La religion du livre

Alberto Manguel © CATI CLADERA

L’amour des livres, au cOEur d’une « élégie et quelques digressions » d’Alberto Manguel. Et d’une enquête un peu vaine sur un voleur bibliomane.

Même s’il fait de moins en moins le poids face aux écrans, le livre n’a pas dit son dernier mot. Des inconditionnels continuent vaillamment d’entretenir sa flamme. Et ce n’est sans doute pas un hasard si c’est au moment où il est menacé comme jamais depuis 550 ans que fleurissent les essais ou témoignages exaltant les vertus de la lecture et du support papier.

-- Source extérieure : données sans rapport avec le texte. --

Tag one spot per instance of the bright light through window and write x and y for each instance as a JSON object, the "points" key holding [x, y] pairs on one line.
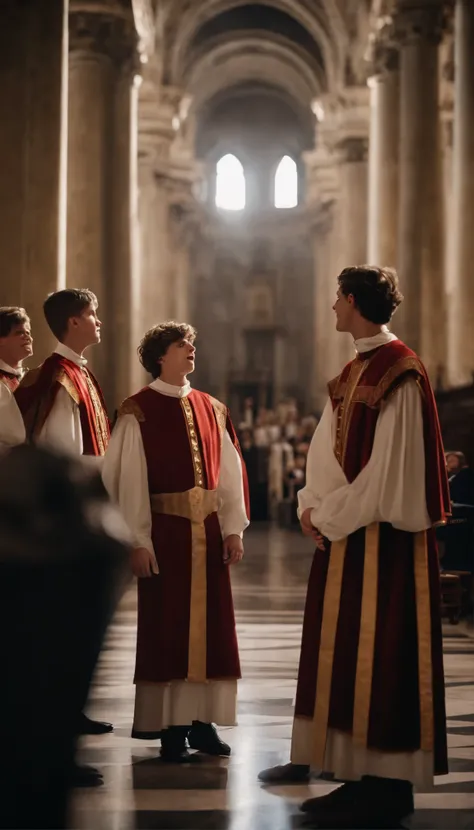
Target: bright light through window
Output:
{"points": [[286, 184], [230, 183]]}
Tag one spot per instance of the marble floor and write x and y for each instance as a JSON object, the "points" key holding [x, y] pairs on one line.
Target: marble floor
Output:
{"points": [[269, 591]]}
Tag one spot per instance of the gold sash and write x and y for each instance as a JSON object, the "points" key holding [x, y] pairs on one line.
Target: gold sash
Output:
{"points": [[195, 505]]}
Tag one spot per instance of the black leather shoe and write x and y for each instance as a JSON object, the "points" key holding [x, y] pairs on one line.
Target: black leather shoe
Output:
{"points": [[173, 745], [344, 795], [204, 738], [85, 776], [285, 774], [146, 736], [93, 727], [370, 804]]}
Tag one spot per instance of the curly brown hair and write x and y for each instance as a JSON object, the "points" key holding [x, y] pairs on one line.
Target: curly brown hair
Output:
{"points": [[375, 291], [157, 340], [11, 316], [60, 306]]}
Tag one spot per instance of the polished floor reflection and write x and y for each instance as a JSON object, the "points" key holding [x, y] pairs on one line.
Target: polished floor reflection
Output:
{"points": [[269, 591]]}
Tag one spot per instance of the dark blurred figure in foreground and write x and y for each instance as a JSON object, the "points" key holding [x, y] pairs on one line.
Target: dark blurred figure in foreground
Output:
{"points": [[62, 568], [461, 479]]}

Une manière de rappeler à ceux tentés de brader ce formidable outil de connaissance, de transmission, de divertissement, de consolation que rien ne pourra jamais le remplacer. Pas même un écran 4, 5, 6 ou 7K. Une question de mémoire, de traces, d’incarnation, de mystère, de magie aussi.  » Lorsque je suis dans une bibliothèque, n’importe quelle bibliothèque, écrit Alberto Manguel dans sa dernière méditation sur son objet fétiche, inspirée cette fois par la douloureuse expérience de devoir déménager les 35 000 volumes de sa bibliothèque d’un vieux presbytère situé dans le Sud de la France vers un… garde-meubles au Canada, je me sens transféré, par un tour de prestidigitation que je n’ai jamais vraiment compris, dans une dimension verbale. Je sais que mon histoire vraie se trouve tout entière ici (…). »

Un voleur à la page

C’est donc un peu de son être et de son âme que l’auteur a mis en boîte. Alors forcément, ça remue. Notamment les souvenirs de l’enfance, dont les fantômes hantent les rayonnages, mais aussi les méninges, chaque livre manipulé ouvrant de nouvelles pistes de réflexion chez l’Argentino-Canadien: sur le rôle des bibliothèques publiques dans la lutte contre la solitude, sur le degré de trahison de la traduction ou sur son rapport passionné mais parfois ambigu à ces compagnons de voyage, lui qui a  » conscience de la mesquinerie, de l’égoïsme dont semble témoigner cette envie dévorante de posséder les livres que j’emprunte« . En fidèle disciple de Borges, sa pensée vagabonde sans plan de route, entrecoupée de digressions qui sont comme des îlots affleurant à la surface du flot des pensées intimes. On progresse dans ce tourbillon érudit -mais jamais empesé- comme dans un cabinet de curiosités peuplé de figures classiques et inspirantes. Pour cet intellectuel à la pensée souple, ce n’est pas la destination qui compte mais le cheminement, avec pour seule boussole les mots, ces puissants remèdes contre la mélancolie et les affres de l’exil.

La religion du livre

Alberto Manguel est ce qu’on appelle un bibliophile. Sur l’échelle de la passion, voire de la dépendance, il y a pourtant pire que lui: les bibliomanes. Un spécimen pour qui le livre est aussi vital que l’oxygène. C’est à cette espèce que s’est intéressée la journaliste américaine Allison Hoover Bartlett. Dans un récit de non-fiction à mi-chemin entre l’enquête policière et l’émission Strip-tease, elle tente de cerner le parcours de John Charles Gilkey, voleur compulsif de livres anciens, très actif au début des années 2000. Au fil de ses rencontres avec l’intéressé et ses victimes, elle découvre un monde à part, celui des collectionneurs, mais se perd dans les détails insignifiants et prend surtout un peu trop au sérieux celui qui n’est au fond qu’un psychotique en « mission ». Ça manque clairement de sauce gonzo. La faute peut-être à une traduction insipide, laquelle n’est toujours qu’un brouillon de l’original, comme le rappelle très justement Manguel.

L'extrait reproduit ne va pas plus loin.